House Plant Maintenance in the Frozen North

It’s December, a dreary, cold, dark month here in the frozen north and if forecasts are right by the time you read this we will have some plowable snow on the ground. All of that makes for some very unhappy tropical plants.

This is my “sunniest” and warmest window so this is where all the plants that need the most sun go. Regardless, I am still getting a decent amount of leaf drop from most of the plants here.

The croton hold their foliage well. For everything else, (tropical hibiscus, variegated lemon and that very sad oxalis in the first photo), I might as well get a leaf blower in here.

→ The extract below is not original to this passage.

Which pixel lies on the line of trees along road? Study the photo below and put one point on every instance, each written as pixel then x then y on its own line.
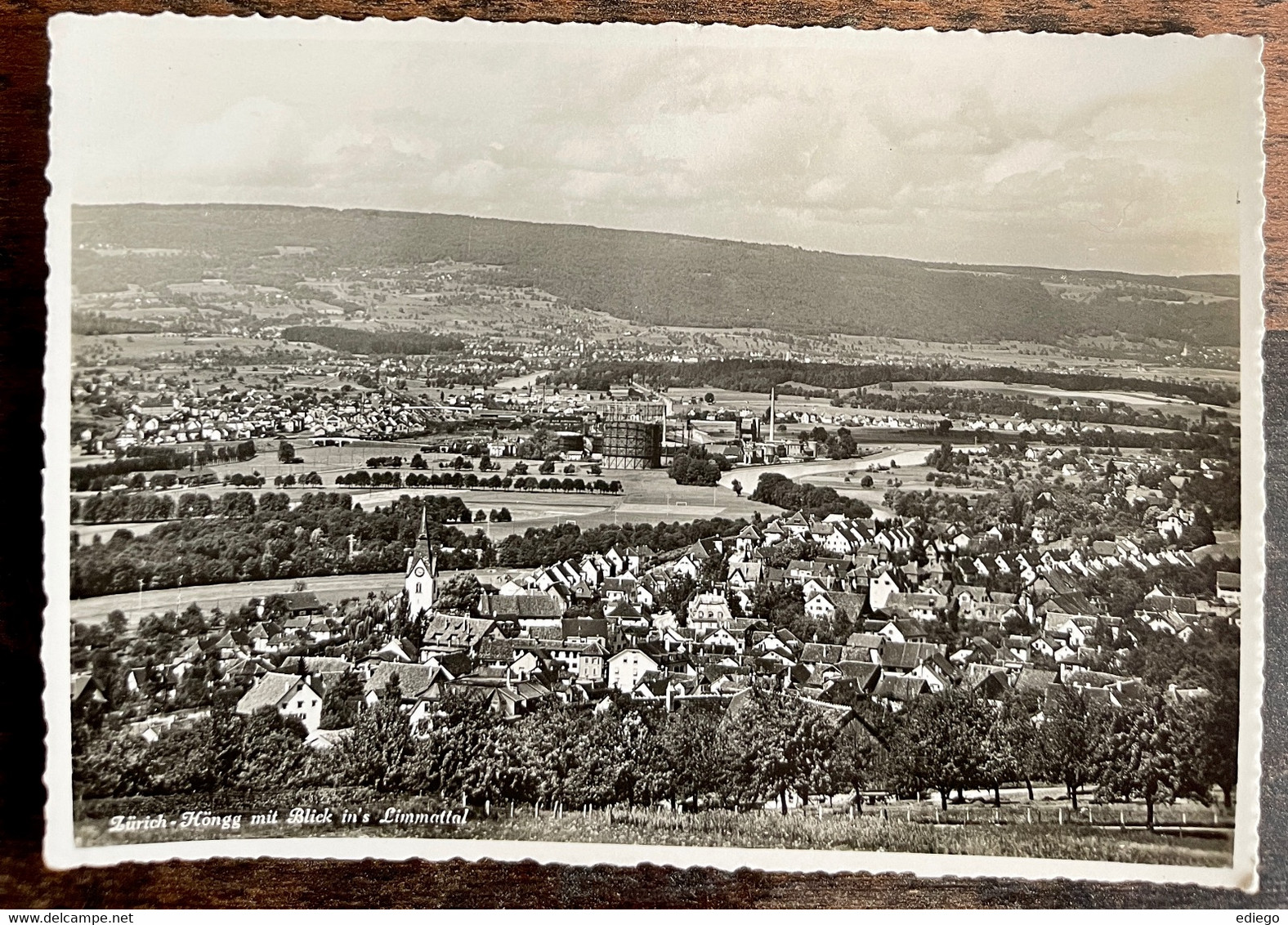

In early morning, when it’s quiet, I can actually hear the falling leaves. It’s almost funny.

Fortunately most of these plants have enough leaves to survive the winter. And the oxalis are bulb-like, so they can go dormant and revive in the spring.

But when I talk about houseplant maintenance–or say that my plants emphatically do not grow here in the frozen north in the winter–perhaps this gives you a better idea of what I mean.

2 thoughts on “House Plant Maintenance in the Frozen North

  1. tonytomeo December 12, 2022 / 11:53 pm

    Well, even here and farther south, where such plants live outside in home gardens and landscapes, they do not grow much, if at all, through winter. It is natural for most to be dormant at that time. Only a few of the most tropical sorts try to grow through winter. My blue ginger is trying to grow right now, and it is not going well.

  2. gardendaze December 13, 2022 / 4:28 am

    You probably don’t spend too much time on Instagram. Lately, neither do I. But last winter, there was this whole group of house plant people trying to debunk the idea that houseplants don’t grow much in winter. It really got tedious. It was nothing but reel after reel of leaves unfurling.

    So, yes, of course, even I will have an occasional new leaf in the winter. But it’s not as if it’s natural for that to be the true growth habit in winter, as you say.